Sound of a Twin Otter warming up its turbines out on the apron. Bob, Andy and the AGO team were supposed to get dropped off at one of the remote field camps out on the Siple Dome a couple of days ago to set up their geomagnetic measurement station. Very cool stuff they’re doing: as solar flares push up against the earth, the magnetosphere that protects it gets buffeted around like a balloon. It (the magnetosphere) is thousands of miles above the atmosphere most places, but comes to earth at the poles, so as it gets pushed around, you can measure the change in flux here on the ground.
Anyhow, the AGO team has half a dozen remote sites in the barely-charted interior of the continent where they go out and set up these devices. It’s something to think about: this continent is about the size of North America, and there are plenty of swaths as big as Texas where no human has ever set foot. The AGO team gets pretty close, though.

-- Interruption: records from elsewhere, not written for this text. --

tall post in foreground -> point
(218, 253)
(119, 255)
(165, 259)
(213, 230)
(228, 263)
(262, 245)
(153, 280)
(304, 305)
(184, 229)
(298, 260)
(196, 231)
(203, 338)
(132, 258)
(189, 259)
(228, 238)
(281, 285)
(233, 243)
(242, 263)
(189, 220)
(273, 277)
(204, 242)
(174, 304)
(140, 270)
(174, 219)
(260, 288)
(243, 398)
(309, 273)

But I saw Bob early yesterday, looking vaguely beat. They’d gotten out to the first AGO site and couldn’t land – Otter had made a couple of passes, then given it its best shot at setting down. But after clattering along the uneven drifts for a thousand or so feet, the pilot thought better of it, gunned the engines and brought everyone home.
Ran into Curtis, one of the younger AGO scientists, in the hall after dinner. “Hope I don’t see you again tomorrow, eh?” seems to be a common envoi around here. Better luck tonight?